Language translation
One specific decision made with the copywriting team that changed everything: replacing database field names with natural language. Instead of start_date timestamp with -5 day offset, users see "5 days before employee start date."
What users say
What the system does
"When someone starts..."
Trigger
the event
"...5 days before..."
Schedule
the timing
"...if they're in Colombia..."
Condition
the filter
"...notify their manager"
Action
what happens
What we cut for v1
The original scope included multi-step workflows and AI-assisted creation from day one. We deferred both post-launch. It meant customers like Very Good Ventures couldn't migrate their 39 Rippling workflows immediately. But it let us ship 6 weeks faster and validate real demand before building complexity. By September 2024, two months after launch, multi-step was live. The foundation we built made expansion straightforward.
Edge Cases
Dynamic condition operators
When I discovered that certain conditions (employment country, hire type, department) had different valid operators depending on the field type, I worked with engineering to make the condition builder context-aware. It dynamically shows only valid operators for the selected field. No dead ends, no error messages for things that shouldn't be possible.
API error states
Through Postman testing, I designed for real failure states, what happens when a Slack token expires mid-workflow, when a Remote endpoint returns a partial response, when a condition references an employee record that's since been archived. These weren't hypotheticals; they were things I found in testing before launch.
{
"error": "INCOMPATIBLE_EVENT_CHANGE",
"message": "selected_event_schema_mismatch",
"previous_fields": ["employee.start_date"],
"new_fields": ["expense.amount", "expense.category"]
}

UI Components


The workflow builder required UI patterns Remote's design system didn't have yet. I designed and contributed three core components to Norma, now used by other product teams.
I didn't design the component system from scratch. I built on top of Norma, Remote's design system, which is WCAG AA compliant. That was a deliberate decision: inheriting accessibility rather than reinventing it. Where I made explicit accessibility decisions: Status indicators (Active, Paused, Archived) use both color and label (never color alone), Keyboard navigation works through the entire builder flow with no mouse-only interactions, and Error states include descriptive text, not just red borders.
Dashboard Cards
Cards needed to show workflow status at a glance while remaining actionable without opening the full editor. I designed cards with four states: Active, Paused, Archived, and New Workflow (empty state). Each state is visually distinct but uses the same underlying anatomy.

Condition Builder Fields
Dynamic form inputs that change available options based on upstream selections.

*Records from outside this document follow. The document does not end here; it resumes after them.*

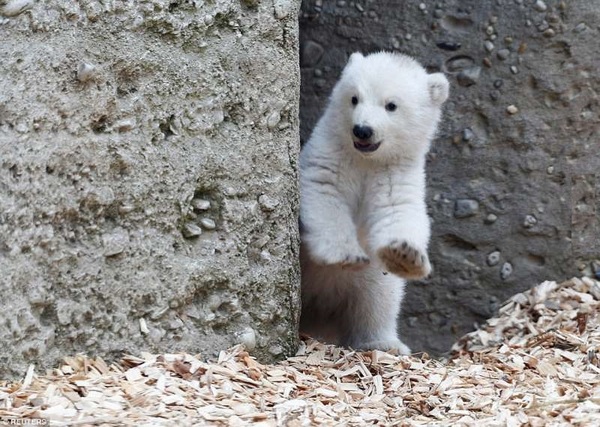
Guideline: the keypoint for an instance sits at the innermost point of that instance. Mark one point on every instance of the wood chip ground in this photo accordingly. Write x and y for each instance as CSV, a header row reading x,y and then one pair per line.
x,y
536,364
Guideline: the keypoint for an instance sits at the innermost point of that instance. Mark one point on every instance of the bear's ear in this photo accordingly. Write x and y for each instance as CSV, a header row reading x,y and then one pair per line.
x,y
438,87
355,57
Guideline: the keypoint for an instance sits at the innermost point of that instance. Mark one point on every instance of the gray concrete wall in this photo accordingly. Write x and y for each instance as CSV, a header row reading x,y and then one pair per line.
x,y
148,194
513,184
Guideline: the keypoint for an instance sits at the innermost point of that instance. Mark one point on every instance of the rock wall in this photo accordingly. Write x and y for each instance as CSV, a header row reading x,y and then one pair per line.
x,y
513,187
148,194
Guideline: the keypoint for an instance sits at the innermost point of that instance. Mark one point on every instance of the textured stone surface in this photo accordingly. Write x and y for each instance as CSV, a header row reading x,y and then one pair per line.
x,y
516,156
137,140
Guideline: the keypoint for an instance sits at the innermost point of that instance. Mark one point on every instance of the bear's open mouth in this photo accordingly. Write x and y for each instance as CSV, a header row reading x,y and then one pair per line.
x,y
366,146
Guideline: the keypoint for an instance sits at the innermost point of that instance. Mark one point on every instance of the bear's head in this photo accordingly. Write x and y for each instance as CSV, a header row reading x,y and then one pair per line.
x,y
386,106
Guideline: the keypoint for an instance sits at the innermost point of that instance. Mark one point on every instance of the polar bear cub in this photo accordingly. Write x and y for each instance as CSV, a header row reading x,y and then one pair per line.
x,y
364,225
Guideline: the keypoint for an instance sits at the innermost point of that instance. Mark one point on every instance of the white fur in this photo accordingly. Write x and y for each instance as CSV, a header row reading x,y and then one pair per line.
x,y
364,222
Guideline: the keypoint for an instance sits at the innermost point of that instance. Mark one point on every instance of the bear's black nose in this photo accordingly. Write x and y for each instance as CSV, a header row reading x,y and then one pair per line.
x,y
362,132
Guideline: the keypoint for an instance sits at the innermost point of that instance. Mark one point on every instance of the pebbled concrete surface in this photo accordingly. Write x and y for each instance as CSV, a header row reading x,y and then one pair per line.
x,y
148,195
513,188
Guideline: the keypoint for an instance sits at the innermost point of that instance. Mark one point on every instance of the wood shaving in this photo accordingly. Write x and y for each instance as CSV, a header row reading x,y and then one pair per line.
x,y
537,364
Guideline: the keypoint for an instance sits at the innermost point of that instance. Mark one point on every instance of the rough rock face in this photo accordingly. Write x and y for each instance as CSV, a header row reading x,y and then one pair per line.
x,y
148,194
513,187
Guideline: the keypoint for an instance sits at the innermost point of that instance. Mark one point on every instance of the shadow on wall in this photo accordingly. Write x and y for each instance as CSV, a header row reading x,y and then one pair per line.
x,y
512,189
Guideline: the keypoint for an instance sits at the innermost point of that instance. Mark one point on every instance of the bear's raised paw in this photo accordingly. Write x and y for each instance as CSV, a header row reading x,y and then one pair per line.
x,y
404,260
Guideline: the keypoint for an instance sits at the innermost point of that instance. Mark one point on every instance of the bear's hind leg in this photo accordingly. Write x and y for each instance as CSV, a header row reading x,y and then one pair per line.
x,y
370,320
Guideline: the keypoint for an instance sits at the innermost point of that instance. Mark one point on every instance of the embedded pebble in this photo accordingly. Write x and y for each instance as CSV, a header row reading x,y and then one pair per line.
x,y
267,203
503,54
493,258
208,223
491,218
579,28
506,270
467,134
469,76
248,338
125,125
529,221
283,8
86,72
175,323
115,243
540,6
273,119
200,204
465,208
191,230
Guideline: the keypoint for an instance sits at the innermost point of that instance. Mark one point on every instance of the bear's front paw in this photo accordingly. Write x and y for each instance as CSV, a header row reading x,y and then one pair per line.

Contributed as a pattern, not just a one-off component.

Impact
Beta launched July 2024 to all Remote customers across HRIS, EOR, Contractors, and Global Payroll. Within 3 months: 10+ triggers, 15+ action types shipped. Customers previously locked into competitor tools expressed migration interest.
Three components contributed to Norma and adopted by other teams. One structured ideation session I facilitated produced a shared roadmap for future AI-assisted workflow creation, now a reference point for the team's next phase of work.